The reorganization is conditioned upon the receipt of a favorable tax ruling or, if that is not possible before the date fixed for closing, an opinion from counsel stating that the reorganization qualifies as tax-free. An example of the application for such ruling is made part of this form. For additional examples of applications for tax rulings and discussion, see Forms 16.07, 16.13, and "The Tax Background."
It will be noted that this form utilizes the traditional "stock-stockholder" terminology as distinguished from the "share-shareholder" terminology. The "stock-stockholder" terminology is the language of the Delaware statute. The "share-shareholder" terminology is the current fashion. As indicated in the comment on Form 16.01, the draftsman will have no trouble in adapting the form he desires to employ to the appropriate terminology.
FORM
(1) Agreement and plan of reorganization
AGREEMENT AND PLANS OF REORGANIZATION, dated as of ______[date], among The Sussex Corporation, a Delaware corporation, hereinafter called Sussex; The Marlboro Corporation, a Delaware corporation, hereinafter called Marlboro; and John Irvine, Robert Edwards, Frederick Blaine, Mark Jones, William Smith, Philip McKay, John Rhodes, Lewis Arnold, Richard Toole, and Robert Niven, hereinafter called the Stockholders.
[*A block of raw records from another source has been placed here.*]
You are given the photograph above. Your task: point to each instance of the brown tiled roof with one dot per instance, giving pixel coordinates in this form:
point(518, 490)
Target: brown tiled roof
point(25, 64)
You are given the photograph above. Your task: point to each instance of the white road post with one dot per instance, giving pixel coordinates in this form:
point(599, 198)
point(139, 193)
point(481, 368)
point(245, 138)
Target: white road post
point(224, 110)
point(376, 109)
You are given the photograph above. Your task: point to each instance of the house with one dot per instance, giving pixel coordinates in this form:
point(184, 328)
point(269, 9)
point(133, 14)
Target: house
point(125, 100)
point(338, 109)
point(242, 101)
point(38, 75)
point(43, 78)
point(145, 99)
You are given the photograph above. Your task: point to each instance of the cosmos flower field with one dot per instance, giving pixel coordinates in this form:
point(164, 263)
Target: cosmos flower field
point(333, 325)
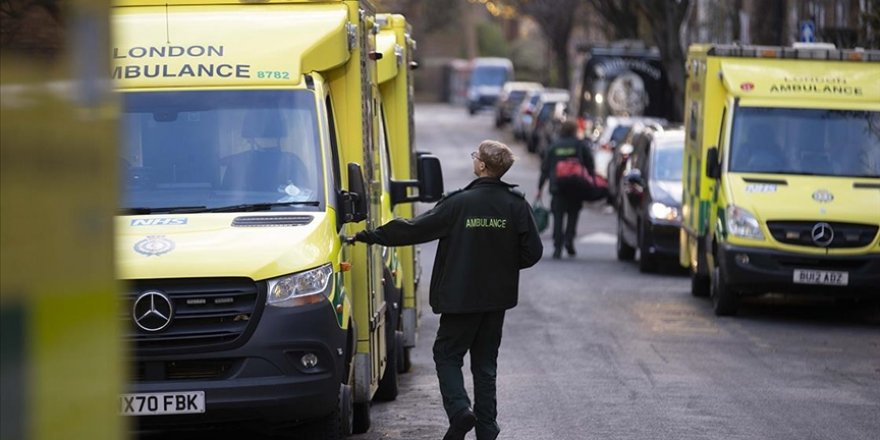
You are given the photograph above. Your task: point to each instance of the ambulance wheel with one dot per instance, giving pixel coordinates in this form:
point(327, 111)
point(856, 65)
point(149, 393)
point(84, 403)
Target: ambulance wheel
point(724, 299)
point(699, 285)
point(336, 425)
point(361, 419)
point(647, 262)
point(625, 252)
point(402, 352)
point(388, 388)
point(407, 359)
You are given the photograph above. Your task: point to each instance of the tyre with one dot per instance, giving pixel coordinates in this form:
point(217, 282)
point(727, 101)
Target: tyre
point(361, 418)
point(625, 252)
point(388, 388)
point(334, 426)
point(699, 285)
point(724, 299)
point(647, 262)
point(407, 359)
point(402, 353)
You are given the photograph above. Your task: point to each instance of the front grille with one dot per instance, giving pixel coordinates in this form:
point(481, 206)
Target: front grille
point(208, 313)
point(846, 235)
point(184, 370)
point(273, 220)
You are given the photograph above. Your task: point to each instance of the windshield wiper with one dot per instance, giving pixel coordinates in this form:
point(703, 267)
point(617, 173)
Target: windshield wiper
point(167, 209)
point(250, 207)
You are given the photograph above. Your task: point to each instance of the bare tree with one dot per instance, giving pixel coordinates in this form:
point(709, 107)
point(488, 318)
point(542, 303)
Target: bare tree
point(666, 21)
point(663, 19)
point(556, 20)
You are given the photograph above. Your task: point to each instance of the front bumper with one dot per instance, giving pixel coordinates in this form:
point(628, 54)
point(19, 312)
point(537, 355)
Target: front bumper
point(662, 240)
point(483, 101)
point(261, 381)
point(752, 271)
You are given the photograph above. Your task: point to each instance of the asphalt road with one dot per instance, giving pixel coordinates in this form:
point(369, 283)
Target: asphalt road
point(597, 350)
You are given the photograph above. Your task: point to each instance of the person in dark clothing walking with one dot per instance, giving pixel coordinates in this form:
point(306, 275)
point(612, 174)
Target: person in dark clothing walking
point(487, 235)
point(565, 207)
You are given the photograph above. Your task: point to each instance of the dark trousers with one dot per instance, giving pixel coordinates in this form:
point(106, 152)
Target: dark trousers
point(479, 334)
point(565, 210)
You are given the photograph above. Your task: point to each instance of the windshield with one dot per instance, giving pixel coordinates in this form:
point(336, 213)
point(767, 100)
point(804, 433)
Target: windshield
point(667, 161)
point(213, 149)
point(516, 96)
point(489, 76)
point(806, 141)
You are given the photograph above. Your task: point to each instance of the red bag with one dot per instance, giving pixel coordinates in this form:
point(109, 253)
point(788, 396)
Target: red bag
point(571, 167)
point(573, 180)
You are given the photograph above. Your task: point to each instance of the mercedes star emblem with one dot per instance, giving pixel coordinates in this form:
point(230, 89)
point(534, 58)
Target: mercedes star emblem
point(823, 196)
point(153, 311)
point(822, 234)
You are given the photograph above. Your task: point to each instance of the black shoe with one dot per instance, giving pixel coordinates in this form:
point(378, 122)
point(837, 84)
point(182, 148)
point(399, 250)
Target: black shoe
point(460, 424)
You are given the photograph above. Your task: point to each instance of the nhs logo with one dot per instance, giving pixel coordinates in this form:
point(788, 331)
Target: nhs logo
point(161, 221)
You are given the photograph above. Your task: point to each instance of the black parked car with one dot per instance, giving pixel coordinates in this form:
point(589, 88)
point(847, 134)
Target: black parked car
point(623, 147)
point(550, 111)
point(649, 215)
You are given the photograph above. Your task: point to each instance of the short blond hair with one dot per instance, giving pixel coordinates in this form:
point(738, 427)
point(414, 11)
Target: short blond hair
point(497, 157)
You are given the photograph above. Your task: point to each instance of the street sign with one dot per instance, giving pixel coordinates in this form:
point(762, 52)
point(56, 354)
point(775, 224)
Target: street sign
point(807, 31)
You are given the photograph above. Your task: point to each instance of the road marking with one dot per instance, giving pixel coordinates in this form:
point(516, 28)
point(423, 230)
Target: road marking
point(598, 238)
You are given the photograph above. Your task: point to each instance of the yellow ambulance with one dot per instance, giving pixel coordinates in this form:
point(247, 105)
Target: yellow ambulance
point(253, 144)
point(397, 46)
point(781, 172)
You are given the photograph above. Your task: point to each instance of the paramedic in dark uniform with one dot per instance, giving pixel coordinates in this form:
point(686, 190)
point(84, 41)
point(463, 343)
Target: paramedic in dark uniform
point(565, 207)
point(487, 235)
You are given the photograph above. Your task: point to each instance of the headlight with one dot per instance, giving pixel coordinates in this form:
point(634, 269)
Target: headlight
point(742, 223)
point(659, 211)
point(302, 288)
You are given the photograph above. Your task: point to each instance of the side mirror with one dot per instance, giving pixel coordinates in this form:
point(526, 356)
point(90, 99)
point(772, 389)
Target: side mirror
point(429, 182)
point(713, 166)
point(354, 201)
point(634, 185)
point(430, 178)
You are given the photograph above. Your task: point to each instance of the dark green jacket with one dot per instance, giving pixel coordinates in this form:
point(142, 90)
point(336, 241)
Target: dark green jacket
point(487, 234)
point(562, 149)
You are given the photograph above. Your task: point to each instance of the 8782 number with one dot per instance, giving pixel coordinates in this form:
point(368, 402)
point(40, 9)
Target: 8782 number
point(272, 74)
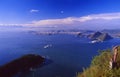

1. Plan of reorganization. The Stockholders are the owners of all of the issued and outstanding stock of Marlboro, which consists of 5,000 shares of common stock of the par value of 25 cents per share. It is the intention of the parties hereto that all of the issued and outstanding capital stock of Marlboro shall be acquired by Sussex in exchange solely for its voting stock.
2. Exchange of shares. Sussex and the Stockholders agree that all of the 5,000 shares of Marlboro shall be exchanged with Sussex for 25,000 shares of the common stock of Sussex. The following numbers of Sussex shares will, on the closing date, as hereinafter defined, be delivered to the individual Stockholders in exchange for their Marlboro shares as hereinafter set forth:
Stockholder / No of Sharesof Marlboro / No. of Sussex
Shares To
Be Issued /
John Irvine / 1,500 / 7,500
Robert Edwards / 700 / 3,500
Frederick Blaine / 700 / 3,500
Mark Jones / 500 / 2,500
William Smith / 500 / 2,500
Philip McKay / 300 / 1,500
John Rhodes / 300 / 1,500
Lewis Arnold / 200 / 1,000
Richard Toole / 200 / 1,000
Robert Niven / 100 / 500
______/ ______
5,000 / 25,000
Such shares shall be issued in certificates of such denominations, amounts, and names as may be requested by the respective Stockholders. The Stockholders represent and warrant that they will hold such shares of common stock of Sussex for investment.
3. Delivery of shares. On the closing date, the Stockholders will deliver certificates for the shares of Marlboro duly endorsed with signatures guaranteed and with documentary stamps affixed at the Stockholders' expense so as to make Sussex the sole owner thereof, free and clear of all claims and encumbrances; and on such closing date delivery of the Sussex shares, on which documentary stamp taxes will have been paid by Sussex, will be made to the Stockholders as above set forth. Delivery will be made at such place in or about Los Angeles, California, as may be determined by the parties. Time is of the essence.
4. Representations of stockholders. The Stockholders represent and warrant as follows:
(a) As of the closing date they will be the sole owners of the shares appearing of record in their names; such shares will be free from claims, liens, or other encumbrances; and, subject to the escrow of such shares established pursuant to permits heretofore issued to Marlboro by the Commissioner of Corporations of the State of California with respect to the issuance thereof in escrow, they will have the unqualified right to transfer such shares.